皆が「鏡?」と不思議に思っているとサナが話す。
「私が外に出たら、割れちゃって…でも入れるはずだよ!アルファルクはいっつもここから出てたもん!」
そう言いながら割れた鏡に触れたが、ピクリともせず、サナは驚きながら「嘘じゃないんだよ!本当なんだよ!」と言っている。それを聴きながら、エクスアップは考えがまとまったみたいだ。
「鏡はおそらくアルファルク以外が通ると割れるんだろうな。つまりあと2枚以上見つけないと殴り込みにいけないってことだ。」
「なるほど…なら突撃メンバーと鏡を守るメンバーに分けないとってことか」
「他に鏡がありそうなところはある?」
その答えに頷くサナに僕らはついて行く。そんな時だった。
「あれあれあれ?なぁんで逃げ出してるのかなぁ?失敗作君?君たちもなんなんだい?友達の家の前に集まってんじゃねぇーよッ!」
そう言いながら、大鎌で切り掛かってきた。それをかわし、刀を抜く。
「みんなは先に鏡を守りに行くんだ!奴らは鏡を壊すつもりだ!」
「──────ッ!なるほど!確かに鏡を作れるのはアルファルクだけだから、鏡さえ壊してしまえば誰も入れない!「そうだ!さぁ早く!」
ユイト以外の皆は急いでサナの言う鏡のある場所まで走り出す。その直後奴は名乗り出した。

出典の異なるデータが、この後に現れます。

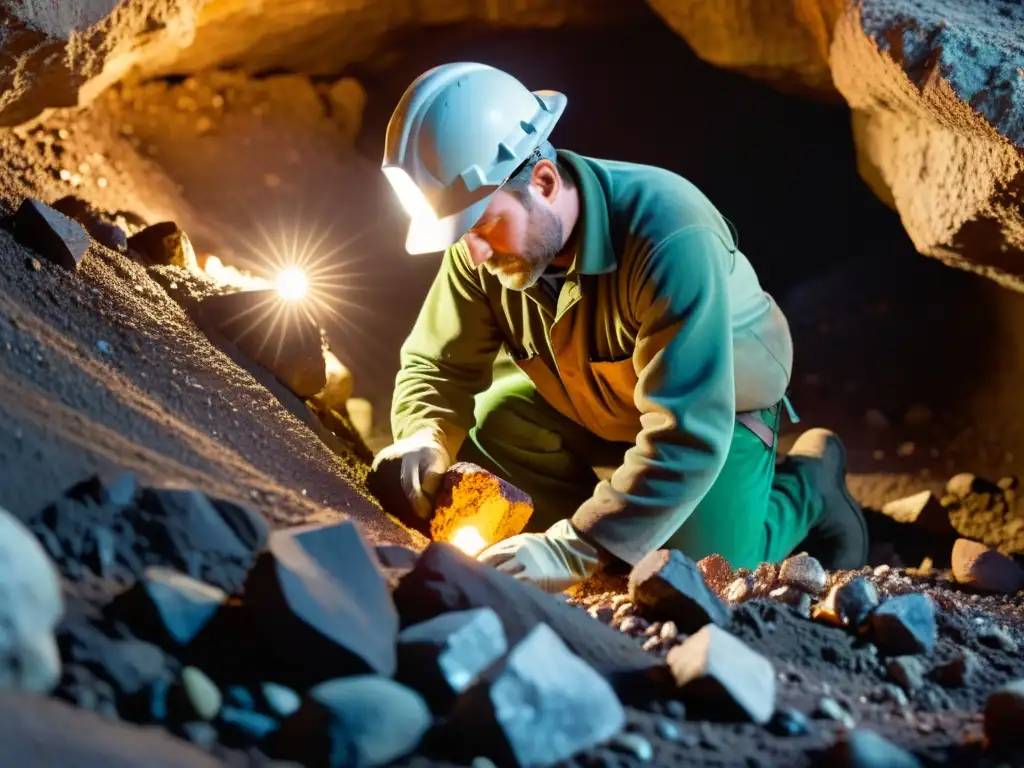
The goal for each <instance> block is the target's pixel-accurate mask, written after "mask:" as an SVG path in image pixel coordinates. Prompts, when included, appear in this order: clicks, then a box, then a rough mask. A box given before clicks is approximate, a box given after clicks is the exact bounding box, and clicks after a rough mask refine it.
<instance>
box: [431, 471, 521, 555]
mask: <svg viewBox="0 0 1024 768" xmlns="http://www.w3.org/2000/svg"><path fill="white" fill-rule="evenodd" d="M532 514H534V501H532V499H530V498H529V497H528V496H527V495H526V494H524V493H523V492H522V490H520V489H519V488H517V487H516V486H515V485H512V484H511V483H509V482H506V481H505V480H503V479H501V478H500V477H498V476H497V475H495V474H493V473H492V472H488V471H486V470H485V469H483V468H482V467H479V466H477V465H476V464H470V463H468V462H459V463H457V464H454V465H452V467H451V469H449V471H447V472H445V474H444V478H443V480H442V481H441V487H440V489H439V490H438V492H437V499H436V502H435V504H434V516H433V518H432V519H431V520H430V538H431V539H433V540H434V541H437V542H453V540H454V539H455V537H456V535H457V534H458V532H459V531H460V530H461V529H462V528H464V527H466V526H470V525H471V526H473V527H474V528H476V531H477V532H478V534H479V536H480V538H481V539H482V540H483V542H485V543H486V545H488V546H489V545H492V544H494V543H496V542H500V541H502V540H503V539H508V538H509V537H512V536H516V535H518V534H521V532H522V530H523V528H524V527H525V526H526V523H527V522H528V521H529V518H530V515H532ZM473 554H475V553H473Z"/></svg>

「俺は絶対平和神教第四教会助祭 ダイリ・オーユクリス 冥土の土産に教えてやるよ」
「なら僕も名乗ろうか。僕の名は《英雄》ユイトだ。」
壁から石が転がり落ち地面に落ちる。その瞬間二人の刃が、激しくぶつかり合う。金属が軋む音が反響して耳を貫く。
『水撃ッ!』
ダイリの周りに水滴の様な水が10個ほど現れ、勢いよくユイトの体目掛けて槍の様に伸びる。
それに対してユイトは《土岩煙》でダイリの視界を奪いながら水撃を交わす。
「───────そんなもので俺を倒せると!「あぁ倒せる」
ユイトはダイリの背に瞬時に移動し、エクスアップでダイリの体を貫いた。
はずだった
「《水人形》って知っているかな?さぁて本体はどこにいるでしょうか?」
振り向くと大勢のダイリがユイトに向かって走り出していた。